Aquel 9-S en la costa de Estados Unidos, tras colocarse las antiparras típicas de los pilotos japoneses en forma de ojos de gato, despegar con el buen augurio del sol naciente que se espejeaba en sus alas y escuchar los "¡banzai!" de rigor de la tripulación del I-25, Fujita y su observador, Shoji Okuda (que moriría luego durante la guerra), volaron entre neblina y lanzaron sobre un denso bosque la primera de las seis bombas de 76 kilos, que dispersaban al detonar 520 bolitas incendiarias en un área de 90 metros cuadrados. Vieron el brillo de la explosión y llamas. Vecinos del pueblecito de Brookings y guardabosques siguieron con lógica preocupación las evoluciones del avioncito japonés, y se dio la alarma, incluso al FBI. Los fuegos se extinguieron por sí mismos. Fujita volvió a atacar el día 29, esta vez de noche, con el mismo resultado. De regreso al sumergible, salieron por piernas convencidos de que habían montado una buena.

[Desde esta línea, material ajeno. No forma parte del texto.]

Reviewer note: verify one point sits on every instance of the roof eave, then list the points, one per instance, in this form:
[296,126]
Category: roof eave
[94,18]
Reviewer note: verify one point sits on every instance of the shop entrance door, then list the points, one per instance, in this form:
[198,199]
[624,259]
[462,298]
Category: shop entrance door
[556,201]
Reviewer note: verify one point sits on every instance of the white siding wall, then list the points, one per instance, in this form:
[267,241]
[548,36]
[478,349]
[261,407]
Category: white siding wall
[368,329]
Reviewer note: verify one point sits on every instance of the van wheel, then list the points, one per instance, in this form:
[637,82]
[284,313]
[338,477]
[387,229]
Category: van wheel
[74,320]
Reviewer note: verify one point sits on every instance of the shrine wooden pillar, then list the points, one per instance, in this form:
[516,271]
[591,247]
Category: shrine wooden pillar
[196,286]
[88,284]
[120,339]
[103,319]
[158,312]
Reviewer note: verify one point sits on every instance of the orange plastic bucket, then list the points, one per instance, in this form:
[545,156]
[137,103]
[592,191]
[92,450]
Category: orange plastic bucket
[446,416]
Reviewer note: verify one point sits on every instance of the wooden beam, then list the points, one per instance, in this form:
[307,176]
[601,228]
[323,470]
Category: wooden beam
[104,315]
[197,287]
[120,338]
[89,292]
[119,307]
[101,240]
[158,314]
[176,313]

La parte bonita de la historia de Fujita viene después de la guerra (en la que continuó volando desde submarinos hasta que en 1944 le transfirieron al adiestramiento de kamikazes, un destino sin mucho futuro).
En 1997, cuando Fujita murió de cáncer de pulmón, su hija Yoriko enterró parte de sus cenizas entre los bosques que el samurái aviador quiso un día incendiar.

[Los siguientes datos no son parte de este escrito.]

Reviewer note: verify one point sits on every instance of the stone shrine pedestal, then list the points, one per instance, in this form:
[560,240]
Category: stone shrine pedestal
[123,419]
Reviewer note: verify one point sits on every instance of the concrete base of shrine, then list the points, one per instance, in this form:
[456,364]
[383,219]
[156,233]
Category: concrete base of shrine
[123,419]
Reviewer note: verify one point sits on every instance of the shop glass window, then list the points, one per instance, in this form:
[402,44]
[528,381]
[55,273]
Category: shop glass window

La siniestra Operación PX y los sumergibles portaaviones
EN UNA GRAN MATANZA COLECTIVA como fue la II Guerra Mundial, la peripecia individual de Fujita aparece como una fantástica aventura de la vieja escuela. Nos recuerda que más allá de la imagen de los soldados japoneses como una horda fanatizada y salvaje -el estereotipo, a menudo bien real, esencializado en el tokko, el ataque especial, suicida, de los enjambres de kamikazes o las manadas de kaiten (torpedos humanos)-, los militares nipones también protagonizaron lances novelescos, hazañas admirables. Es el caso del as aviador Junichi Sasai, el Richtofen de Rabaul, cinturón negro de yudo -aunque en el aire no le debía servir de mucho- que a los mandos de su Zero derribó tres P-39 estadounidenses en 20 segundos y logró ¡cinco victorias! en el mismo día sobre Guadalcanal, y además era apuesto y sensible. O el de Kanichi Kashimura, el piloto que regresó con sólo un ala (hay fotos). A esa tradición de coraje y nobleza, de aeroplanos envueltos en un ethos de bushido, en flores de cerezo y haikus, pertenece Fujita. Su aventura tiene un reverso siniestro: abrió la puerta a la Operación PX. Una flota de submarinos, incluidos los nuevos gigantes de la serie I-400, verdaderos portaaviones sumergidos equipados cada uno con tres bombarderos Aichi M6A1 Seiran, debían lanzar un ataque bacteriológico contra San Francisco con material suministrado por la unidad 731 del perverso coronel Ishii. El fin de la guerra detuvo esos y otros planes devastadores.